Publishers view zero-click searches as a serious threat and are developing new strategies to offset the losses. These include improving newsletters and apps, investing in events, publishing more print issues, and strengthening reader engagement to build habitual traffic.

Google, for its part, insists it remains committed to sending traffic to the web. The company notes that users who do click links after seeing an AI Overview tend to spend more time on those sites. Still, with only 1% of users clicking through from an Overview, this offers little reassurance. Google also points out that it elevates links to new sites and avoids showing AI Overviews for breaking news, instead restricting them to older material. Yet the steep traffic declines reported by publishers suggest a growing gap between Google’s assurances and publishers’ lived reality.
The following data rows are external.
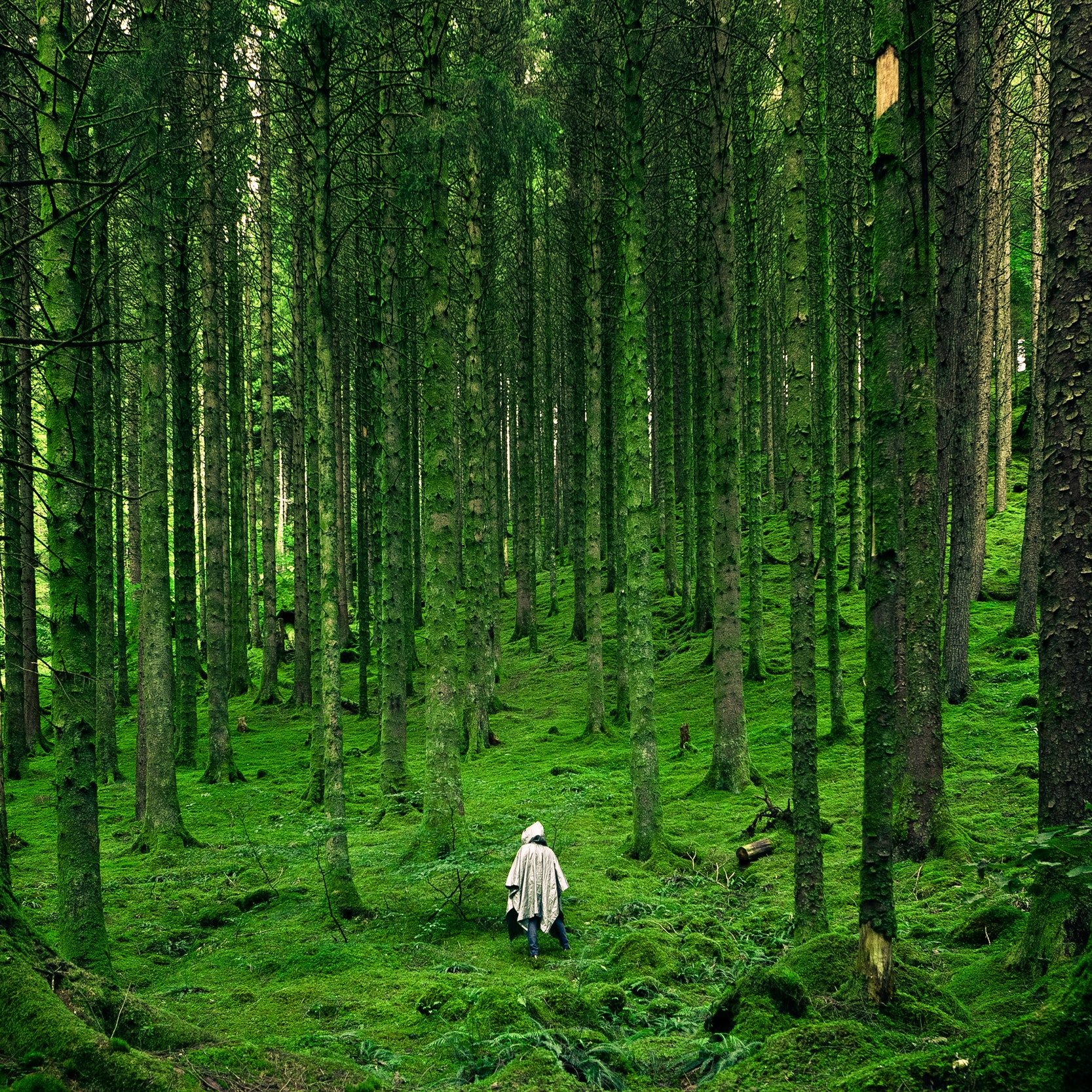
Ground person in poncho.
[504,822,569,959]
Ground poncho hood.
[504,822,569,933]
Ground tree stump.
[736,838,773,868]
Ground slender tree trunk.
[0,45,27,777]
[92,106,121,784]
[994,102,1013,516]
[706,0,747,793]
[740,87,766,683]
[858,0,913,1004]
[970,26,1011,603]
[895,0,947,859]
[694,192,713,633]
[512,158,538,652]
[590,67,606,735]
[290,166,312,707]
[815,0,850,740]
[36,0,113,976]
[113,341,132,709]
[421,3,465,852]
[257,41,280,704]
[781,0,827,936]
[619,0,661,861]
[1036,0,1092,954]
[379,26,413,794]
[654,178,679,595]
[561,128,602,642]
[136,0,192,851]
[221,221,250,696]
[937,0,982,704]
[463,133,493,755]
[1012,12,1049,637]
[168,77,201,769]
[198,0,241,784]
[303,17,364,917]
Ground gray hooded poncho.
[504,822,569,937]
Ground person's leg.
[554,917,569,952]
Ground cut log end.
[736,838,773,868]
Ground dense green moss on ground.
[0,475,1092,1092]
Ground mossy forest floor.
[0,473,1092,1092]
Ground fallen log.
[736,838,773,868]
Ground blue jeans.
[527,917,569,956]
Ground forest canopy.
[0,0,1092,1092]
At the same time, a Similarweb report found that referrals from ChatGPT to news sites have surged since spring 2024, rising from 1 million to 25.2 million in just a year. Yet this traffic does not compensate for the decline in organic search, since ChatGPT is nowhere near Google in scale. The gains are also uneven: some outlets benefit disproportionately, while others are barely visible. The largest share of referrals went to Reuters, the New York Post, and Business Insider, while CNN and The New York Times were absent or underrepresented.

Data: Similarweb, The Impact of Generative AI: Publishers (2025). Visualisation: TaikaTilaus Oy.

This highlights that visibility in AI-driven search is shaped not only by SEO but also by how AI models are trained, which data they prioritise, and whether publishers secure partnerships that help surface their content. For example, News Corp has struck a content deal with OpenAI, while The New York Times has sued Microsoft and OpenAI for copyright infringement—a move that restricts ChatGPT from linking to its content.

Where Does This Leave Publishers?

Publishers are facing a double bind. Google Search still dominates, but AI Overviews are cutting into organic traffic and fuelling the rise of zero-click searches. For digital newsrooms that rely on this traffic, the consequences are severe: fewer clicks, shrinking audiences, and, in some cases, layoffs.

At the same time, ChatGPT and other AI-driven search tools are opening up new referral channels, with outbound clicks to news sites growing rapidly. Yet this growth is not evenly distributed, benefiting certain outlets while leaving others invisible. Unlike traditional search, visibility in AI results depends not only on SEO but also on the training data used by large language models, partnerships, and how well a publisher’s content surfaces in generative answers.

For publishers, the key takeaways are clear:

  • Relying solely on Google is riskier than ever.
  • Experimenting with new distribution channels, including AI-driven platforms, is essential.
  • Direct audience relationships will only grow in importance as intermediated traffic becomes less reliable.

In short, AI search is not replacing Google—at least not yet—but it is reshaping the pathways through which audiences discover news. Publishers that diversify their traffic sources and invest in loyal reader communities will be better positioned to navigate this transition.